El proceso de regeneración mental dio lugar, poco a poco, a una recuperación ejemplar. Los días traían consigo fuerzas renovadas. La báscula confirmaba con exactitud lo que mi sonrisa ya anunciaba previamente. Las facciones de mi cara reivindicaban su hegemonía original. Mis ojos volvían a ser el fondo de una cavidad repleta de ilusión y alegría, que difícilmente compartía su lamentable pérdida de eficacia.

Afortunadamente, esa pérdida parcial de visión no me impedía observar con esperanza los grandes avances alcanzados en mi proceso de puesta a punto. El lado positivo de este tipo de evoluciones radica en la consciencia de un pasado fatal ante un presente más que prometedor. El dilema del vaso de agua, resulta más sencillo cuando el proceso es de llenado y a mitad de camino nos planteamos el estado del mismo.

Aún quedaba mucho recorrido por andar, pero la distancia alcanzada suponía un verdadero abismo para mis vigorosas facultades.

Este era mi momento y la impaciencia se apoderaba de mi con la vehemencia de un adolescente encerrado. Cada mañana, atormentaba sonriente a mi santa madre, ansioso por adentrarme nuevamente en la jungla urbana en la que me crié y en la que me recordaba con gran maestría. ¿Por qué no iba a poder valerme por mi mismo ahora? Mi inmadurez, más peligrosa que mi ceguera, me impedía ver peligro alguno tras el desafiante umbral de mi puerta. La rutina adquirida en los desplazamientos domésticos de mi controlada vivienda, acrecentaban aún más mi pletórica valentía, ajeno quizá al complejo mundo al cual pretendía enfrentarme.

  • Mamá, ¿cuánto queda?
  • No empecemos, ¡eh!
  • Vale. No te preocupes. No empiezo. Sólo era por saber si quedaba mucho. Nada más.
  • La madre que te parió, que soy yo. ¡Mira que eres pesado! - me decía mientras me dedicaba una de sus tiernas y cuidadosas sonrisas.
  • Bueno, tampoco es para ponerse así. Son ya casi las diez de la mañana y sólo te lo he preguntado un par de veces. - mi pícara mirada se cruzaba con su sorprendida expresión de paciencia infinita – Está bien, quizá más que un par, puedan ser varias docenas. Pero es que llevo ya más de dos horas en pleno ajetreo. Es normal que se me olvide algún que otro dato. Jajaja.
  • Jajaja. ¡Qué rollo tienes! Déjate de pamplinas, suelta el jamón de la nevera y ponte a estudiar, que es lo que tienes que hacer.
  • De verdad mamá, no sabes apreciar el placer de mi compañía.
  • Como no te sientes de una vez, vas a ser tu quien no disfrute más de mi presencia.
  • ¡Ofú! Pues nada, me voy. Solitario y abandonado me dirijo a mi tarea.
  • ¡Qué víctima eres! ¿A quién habrás salido? Porque está claro que a mi, que llevo todo el día sudando la gota gorda para levantar a esta familia, no. jajaja. - se reía mientras con un delicado guiño me invitaba cariñosamente a seguir con los deberes.

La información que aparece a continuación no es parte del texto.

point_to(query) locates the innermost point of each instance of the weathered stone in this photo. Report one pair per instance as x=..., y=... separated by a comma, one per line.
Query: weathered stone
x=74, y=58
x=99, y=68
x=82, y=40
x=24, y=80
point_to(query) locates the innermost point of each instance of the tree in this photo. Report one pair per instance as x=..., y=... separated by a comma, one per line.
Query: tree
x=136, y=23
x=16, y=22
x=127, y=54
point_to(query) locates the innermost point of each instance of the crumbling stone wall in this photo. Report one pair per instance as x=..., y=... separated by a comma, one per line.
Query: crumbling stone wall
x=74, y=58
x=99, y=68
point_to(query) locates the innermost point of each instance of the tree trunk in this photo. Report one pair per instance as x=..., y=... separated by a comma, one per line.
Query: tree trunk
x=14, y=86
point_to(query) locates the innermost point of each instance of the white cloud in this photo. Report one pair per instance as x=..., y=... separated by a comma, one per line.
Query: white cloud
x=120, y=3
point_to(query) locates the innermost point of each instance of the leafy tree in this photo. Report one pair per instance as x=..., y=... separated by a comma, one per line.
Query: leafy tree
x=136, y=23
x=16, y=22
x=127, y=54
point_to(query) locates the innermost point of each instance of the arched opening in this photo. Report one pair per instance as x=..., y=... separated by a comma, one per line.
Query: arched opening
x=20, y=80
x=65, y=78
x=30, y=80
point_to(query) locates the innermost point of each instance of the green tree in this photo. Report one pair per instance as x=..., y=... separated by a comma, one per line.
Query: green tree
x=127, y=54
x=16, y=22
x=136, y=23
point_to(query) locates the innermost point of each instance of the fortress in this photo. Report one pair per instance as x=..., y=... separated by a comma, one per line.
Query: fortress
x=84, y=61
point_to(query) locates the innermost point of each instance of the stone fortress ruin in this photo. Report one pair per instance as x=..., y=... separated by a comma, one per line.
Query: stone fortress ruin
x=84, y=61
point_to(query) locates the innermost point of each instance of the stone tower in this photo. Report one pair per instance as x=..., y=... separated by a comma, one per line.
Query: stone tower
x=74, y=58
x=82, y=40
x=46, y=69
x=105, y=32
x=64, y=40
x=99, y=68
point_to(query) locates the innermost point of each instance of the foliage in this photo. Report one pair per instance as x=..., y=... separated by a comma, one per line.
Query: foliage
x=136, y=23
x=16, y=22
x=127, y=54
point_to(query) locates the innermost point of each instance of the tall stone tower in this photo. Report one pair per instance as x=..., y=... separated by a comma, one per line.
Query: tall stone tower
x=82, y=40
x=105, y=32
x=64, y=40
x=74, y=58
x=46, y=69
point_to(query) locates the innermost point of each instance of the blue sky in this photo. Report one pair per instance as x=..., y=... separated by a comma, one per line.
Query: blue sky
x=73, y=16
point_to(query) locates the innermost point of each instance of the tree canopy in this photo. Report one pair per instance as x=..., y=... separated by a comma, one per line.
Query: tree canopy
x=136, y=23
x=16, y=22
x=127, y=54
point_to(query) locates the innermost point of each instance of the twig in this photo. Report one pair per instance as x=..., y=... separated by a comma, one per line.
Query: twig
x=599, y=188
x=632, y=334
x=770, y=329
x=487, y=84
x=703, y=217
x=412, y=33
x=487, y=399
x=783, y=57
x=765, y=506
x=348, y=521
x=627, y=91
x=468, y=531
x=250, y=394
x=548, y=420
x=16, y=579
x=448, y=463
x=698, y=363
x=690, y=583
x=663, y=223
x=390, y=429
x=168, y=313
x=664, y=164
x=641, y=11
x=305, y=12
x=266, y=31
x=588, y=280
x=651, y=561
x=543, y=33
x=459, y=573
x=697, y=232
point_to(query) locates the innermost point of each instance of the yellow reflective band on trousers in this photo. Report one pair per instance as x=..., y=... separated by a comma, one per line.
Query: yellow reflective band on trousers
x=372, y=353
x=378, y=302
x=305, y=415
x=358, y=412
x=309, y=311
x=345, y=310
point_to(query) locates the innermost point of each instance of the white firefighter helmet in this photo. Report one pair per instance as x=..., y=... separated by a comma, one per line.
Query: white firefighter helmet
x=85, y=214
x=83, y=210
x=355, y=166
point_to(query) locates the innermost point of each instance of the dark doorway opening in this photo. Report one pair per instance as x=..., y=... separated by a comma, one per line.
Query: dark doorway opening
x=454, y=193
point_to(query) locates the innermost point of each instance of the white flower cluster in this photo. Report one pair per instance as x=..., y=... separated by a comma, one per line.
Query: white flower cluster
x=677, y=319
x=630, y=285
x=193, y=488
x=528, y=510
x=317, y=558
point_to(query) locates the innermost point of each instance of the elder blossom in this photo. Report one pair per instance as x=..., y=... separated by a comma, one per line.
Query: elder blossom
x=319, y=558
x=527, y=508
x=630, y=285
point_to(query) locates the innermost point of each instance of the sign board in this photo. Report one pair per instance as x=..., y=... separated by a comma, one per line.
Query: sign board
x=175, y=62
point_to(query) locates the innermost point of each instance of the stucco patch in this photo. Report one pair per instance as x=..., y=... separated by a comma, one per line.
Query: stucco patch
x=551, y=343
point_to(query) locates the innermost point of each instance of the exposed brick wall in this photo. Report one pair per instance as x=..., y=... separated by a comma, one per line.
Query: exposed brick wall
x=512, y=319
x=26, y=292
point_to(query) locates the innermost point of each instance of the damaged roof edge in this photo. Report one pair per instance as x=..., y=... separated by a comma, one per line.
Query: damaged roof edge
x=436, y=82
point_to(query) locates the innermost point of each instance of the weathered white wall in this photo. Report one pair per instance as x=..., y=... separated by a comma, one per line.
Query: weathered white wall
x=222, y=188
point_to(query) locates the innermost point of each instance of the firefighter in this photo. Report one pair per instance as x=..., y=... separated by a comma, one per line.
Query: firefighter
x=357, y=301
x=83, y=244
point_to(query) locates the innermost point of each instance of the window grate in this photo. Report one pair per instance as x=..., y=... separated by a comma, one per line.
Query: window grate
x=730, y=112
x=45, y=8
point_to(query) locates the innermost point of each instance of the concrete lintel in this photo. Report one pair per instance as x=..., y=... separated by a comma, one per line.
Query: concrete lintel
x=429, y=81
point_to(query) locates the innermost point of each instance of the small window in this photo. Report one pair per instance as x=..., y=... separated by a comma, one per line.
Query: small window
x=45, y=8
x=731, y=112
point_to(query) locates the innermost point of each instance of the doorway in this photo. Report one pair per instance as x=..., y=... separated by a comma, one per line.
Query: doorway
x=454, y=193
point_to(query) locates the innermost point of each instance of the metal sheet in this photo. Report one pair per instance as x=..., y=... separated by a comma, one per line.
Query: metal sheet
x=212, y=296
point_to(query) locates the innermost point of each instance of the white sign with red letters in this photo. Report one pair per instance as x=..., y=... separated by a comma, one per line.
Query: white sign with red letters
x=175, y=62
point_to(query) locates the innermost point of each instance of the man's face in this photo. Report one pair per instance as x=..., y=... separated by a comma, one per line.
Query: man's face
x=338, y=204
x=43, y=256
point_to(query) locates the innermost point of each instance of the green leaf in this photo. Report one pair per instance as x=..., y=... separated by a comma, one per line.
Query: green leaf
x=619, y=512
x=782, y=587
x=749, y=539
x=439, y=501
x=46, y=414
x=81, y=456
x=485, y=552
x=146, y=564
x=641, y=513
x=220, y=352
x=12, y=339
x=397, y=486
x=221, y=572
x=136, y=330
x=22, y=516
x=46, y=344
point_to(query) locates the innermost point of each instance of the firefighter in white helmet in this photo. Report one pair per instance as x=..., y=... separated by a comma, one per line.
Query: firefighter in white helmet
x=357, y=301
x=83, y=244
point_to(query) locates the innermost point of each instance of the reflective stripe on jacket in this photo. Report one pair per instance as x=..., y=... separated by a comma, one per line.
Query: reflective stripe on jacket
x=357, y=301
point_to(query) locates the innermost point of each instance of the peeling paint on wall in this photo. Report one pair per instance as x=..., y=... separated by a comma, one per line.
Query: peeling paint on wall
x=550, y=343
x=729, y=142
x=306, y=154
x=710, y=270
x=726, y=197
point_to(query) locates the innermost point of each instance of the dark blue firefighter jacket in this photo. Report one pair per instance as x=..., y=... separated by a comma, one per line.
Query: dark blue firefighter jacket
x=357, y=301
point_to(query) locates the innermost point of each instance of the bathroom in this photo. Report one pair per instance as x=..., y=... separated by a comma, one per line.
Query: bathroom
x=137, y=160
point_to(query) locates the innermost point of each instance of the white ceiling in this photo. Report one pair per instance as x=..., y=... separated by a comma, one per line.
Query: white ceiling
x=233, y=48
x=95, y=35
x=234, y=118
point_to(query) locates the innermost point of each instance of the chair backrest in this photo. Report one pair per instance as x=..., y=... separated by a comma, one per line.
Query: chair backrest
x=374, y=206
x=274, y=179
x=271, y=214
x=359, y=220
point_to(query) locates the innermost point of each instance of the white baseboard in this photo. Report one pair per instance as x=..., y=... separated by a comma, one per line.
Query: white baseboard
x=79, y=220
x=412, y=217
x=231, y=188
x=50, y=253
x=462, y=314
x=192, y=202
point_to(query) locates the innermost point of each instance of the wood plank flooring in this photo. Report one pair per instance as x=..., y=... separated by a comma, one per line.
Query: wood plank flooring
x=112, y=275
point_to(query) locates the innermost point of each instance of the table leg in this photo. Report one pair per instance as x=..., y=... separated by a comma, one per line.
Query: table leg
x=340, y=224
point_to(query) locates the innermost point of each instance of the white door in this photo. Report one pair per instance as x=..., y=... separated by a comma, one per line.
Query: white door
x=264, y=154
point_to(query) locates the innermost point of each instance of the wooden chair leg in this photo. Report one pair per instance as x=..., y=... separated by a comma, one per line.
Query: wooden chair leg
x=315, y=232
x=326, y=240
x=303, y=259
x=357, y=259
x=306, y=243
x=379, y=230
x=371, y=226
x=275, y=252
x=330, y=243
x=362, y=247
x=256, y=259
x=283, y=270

Y así, entre discusiones y carcajadas, nos hacíamos compañía mutuamente para llevar lo mejor posible un encierro tan agobiante como divertido. Un conjunto de paredes indisolubles que se erigía ante nosotros como la gran fortaleza que nos defendía de un entorno hostil y un miedo interno que se deslizaba sigiloso entre bambalinas.